“Let ’em ride on the log carriage. That’s safe if they don’t get too near the saw, and you can ride with them and watch,” said Tom Case.
“All right,” agreed Mrs. Bobbsey.
The log carriage was a movable platform of framework, on which the logs rested as they were sawed into boards. The logs were rolled up on the carriage by men, when the machinery had been stopped and the big buzz saw was no longer whirring around. Once a log was fastened in place, Tom Case pulled a lever, and the turbine wheel began to turn the saw, and also move forward the carriage. The carriage, or framework carrying the log, moved slowly forward by means of cogwheels underneath, so that it fed the log into the teeth of the saw which ripped off wide planks and boards.
Mrs. Bobbsey and the little twins sat on the far end of the carriage, and began to ride forward with it. Of course if they had stayed on too long they would have been carried up against the dangerous saw just as the log was. But before this would happen they could step off, as the carriage moved slowly, like an automobile just before it stops.
“Oh, this is fun!” cried Flossie, as she dragged her feet through little piles of sawdust.
“’Most as much fun as nutting!” agreed Freddie. “I’m going to be a lumber-saw man when I grow up.”
“Then you aren’t going to be a fireman?” asked his mother, for that had been Freddie’s great ambition.
“Nope; I’m going to have a sawmill,” he decided. But as he changed his mind about every other day concerning what he intended to do when he grew up, his mother did not take him seriously this time.

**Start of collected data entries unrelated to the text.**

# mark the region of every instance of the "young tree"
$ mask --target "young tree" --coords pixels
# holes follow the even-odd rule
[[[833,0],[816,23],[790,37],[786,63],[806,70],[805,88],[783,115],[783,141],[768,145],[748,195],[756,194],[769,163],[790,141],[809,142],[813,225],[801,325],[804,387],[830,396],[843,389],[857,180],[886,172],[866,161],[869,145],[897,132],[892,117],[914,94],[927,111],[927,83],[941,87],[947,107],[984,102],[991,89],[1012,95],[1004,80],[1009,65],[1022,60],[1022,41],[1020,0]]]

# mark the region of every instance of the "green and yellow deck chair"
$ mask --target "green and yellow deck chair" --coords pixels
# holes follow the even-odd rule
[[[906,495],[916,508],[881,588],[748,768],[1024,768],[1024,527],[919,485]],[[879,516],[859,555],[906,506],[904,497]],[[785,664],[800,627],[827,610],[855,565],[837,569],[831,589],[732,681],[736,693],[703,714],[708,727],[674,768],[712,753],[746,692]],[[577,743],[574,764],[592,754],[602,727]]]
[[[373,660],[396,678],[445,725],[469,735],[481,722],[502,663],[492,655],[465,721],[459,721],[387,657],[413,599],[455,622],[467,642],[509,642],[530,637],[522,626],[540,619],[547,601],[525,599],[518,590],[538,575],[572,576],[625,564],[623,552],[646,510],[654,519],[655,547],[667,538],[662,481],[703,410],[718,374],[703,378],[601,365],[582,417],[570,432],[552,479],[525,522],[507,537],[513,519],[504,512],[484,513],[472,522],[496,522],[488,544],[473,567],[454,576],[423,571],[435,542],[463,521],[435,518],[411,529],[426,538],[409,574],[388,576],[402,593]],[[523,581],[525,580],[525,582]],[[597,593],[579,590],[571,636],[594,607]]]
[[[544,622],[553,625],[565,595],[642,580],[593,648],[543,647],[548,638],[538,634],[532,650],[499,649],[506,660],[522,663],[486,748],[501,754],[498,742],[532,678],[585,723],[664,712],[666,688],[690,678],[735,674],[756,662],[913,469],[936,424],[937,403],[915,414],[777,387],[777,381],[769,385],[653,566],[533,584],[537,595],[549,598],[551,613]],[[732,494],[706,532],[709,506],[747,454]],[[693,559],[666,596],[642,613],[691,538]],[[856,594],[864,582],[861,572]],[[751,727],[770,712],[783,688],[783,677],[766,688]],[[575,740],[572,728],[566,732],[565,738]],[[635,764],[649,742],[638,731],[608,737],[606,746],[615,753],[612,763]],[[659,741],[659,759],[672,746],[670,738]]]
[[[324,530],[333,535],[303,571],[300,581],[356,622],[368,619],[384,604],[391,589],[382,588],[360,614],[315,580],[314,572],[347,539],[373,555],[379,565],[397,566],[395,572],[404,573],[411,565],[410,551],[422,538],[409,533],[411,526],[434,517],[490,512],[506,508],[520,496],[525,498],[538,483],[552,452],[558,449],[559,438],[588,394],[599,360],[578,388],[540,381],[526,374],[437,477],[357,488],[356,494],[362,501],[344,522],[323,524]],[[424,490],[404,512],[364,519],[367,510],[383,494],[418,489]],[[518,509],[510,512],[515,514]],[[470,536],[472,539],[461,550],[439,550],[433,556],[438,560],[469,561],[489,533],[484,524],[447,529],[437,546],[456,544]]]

She and the twins rode on the log carriage until the big tree length was almost sawed through, and then she helped Flossie and Freddie off. With a final zip and clatter the board was sawed off the side of the log. Then the carriage would move back its full length, the log would be shifted over to enable the saw to cut a new place, and the work would start over again.
The log carriage moved backward, when no sawing was being done, much faster than it moved forward. And the little Bobbsey twins liked this backward ride very much, as they went fairly whizzing along.